If you miss the bulk that hominy adds, a few low-carb swaps work well in the bowl. Diced radishes hold up in hot broth and add a mild crunch. Diced daikon radish softens during cooking and mimics starchy vegetables more closely. Some people add chopped cabbage for body. None of these will taste exactly like hominy, but they fill out the soup without the carb load.
For toppings, the traditional garnishes are mostly keto compatible. Chopped cilantro, diced onion in small amounts, a squeeze of lime, and dried oregano add almost no carbs. Go easy on the onion if you’re tracking strictly, since raw onion has about 5 grams of net carbs per quarter cup. Sliced radishes on the side are essentially free.
Restaurant and Canned Menudo
Ordering menudo at a restaurant or buying it canned gives you less control over the hominy content. Restaurant portions tend to be generous, often 2 cups or more, which could mean 24 to 30 grams of net carbs in a single bowl. Canned versions vary by brand but almost always include hominy as a primary ingredient.

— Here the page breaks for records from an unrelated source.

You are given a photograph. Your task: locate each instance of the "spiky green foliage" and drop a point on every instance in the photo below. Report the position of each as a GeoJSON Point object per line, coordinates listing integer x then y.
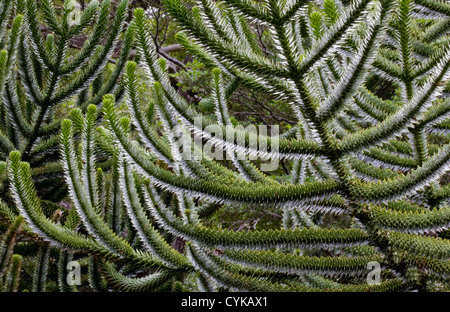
{"type": "Point", "coordinates": [372, 161]}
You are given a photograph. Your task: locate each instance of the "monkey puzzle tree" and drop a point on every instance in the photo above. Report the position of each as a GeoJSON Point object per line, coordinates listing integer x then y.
{"type": "Point", "coordinates": [377, 161]}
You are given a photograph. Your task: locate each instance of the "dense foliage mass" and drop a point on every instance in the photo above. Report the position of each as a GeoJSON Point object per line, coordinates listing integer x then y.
{"type": "Point", "coordinates": [106, 142]}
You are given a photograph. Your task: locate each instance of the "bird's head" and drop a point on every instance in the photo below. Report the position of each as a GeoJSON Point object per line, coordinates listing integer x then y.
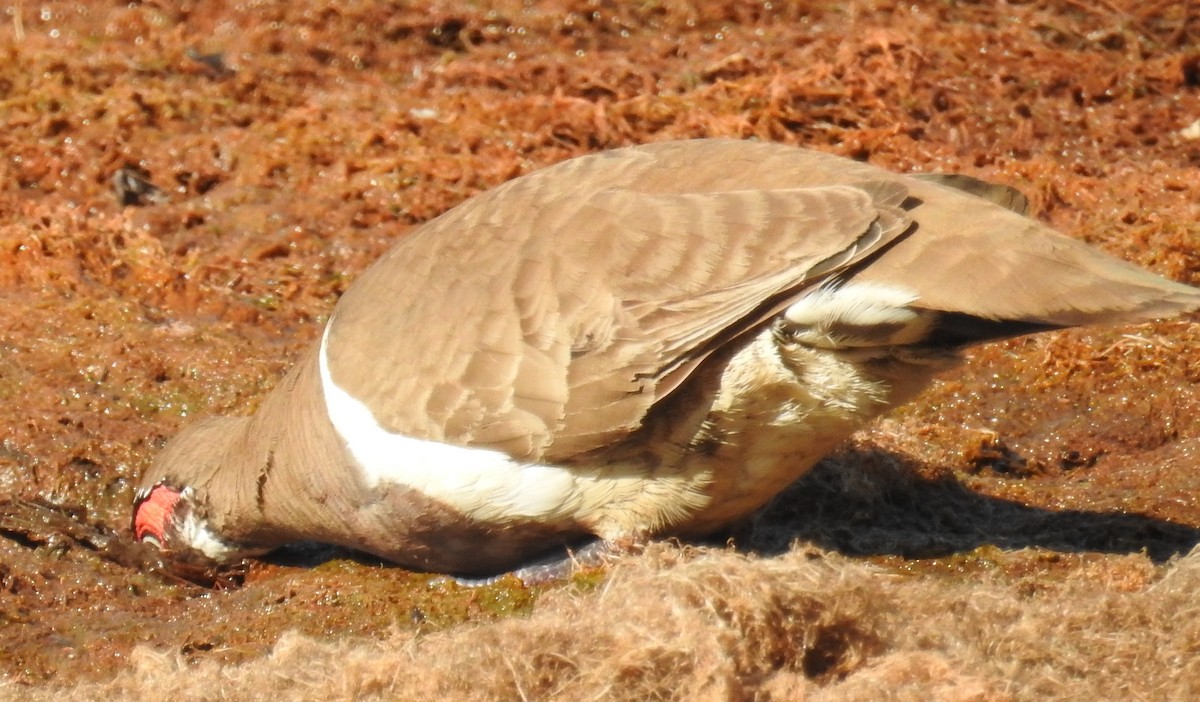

If you’re eating out, you can ask for menudo without hominy or request it on the side. Some taquerias and Mexican restaurants will accommodate this. With canned menudo, your best option is to strain out the hominy kernels before heating. You’ll lose some broth and flavor that clings to the corn, but you’ll cut the carb count dramatically. What remains is mostly tripe in a seasoned chile broth, which on its own is very keto compatible.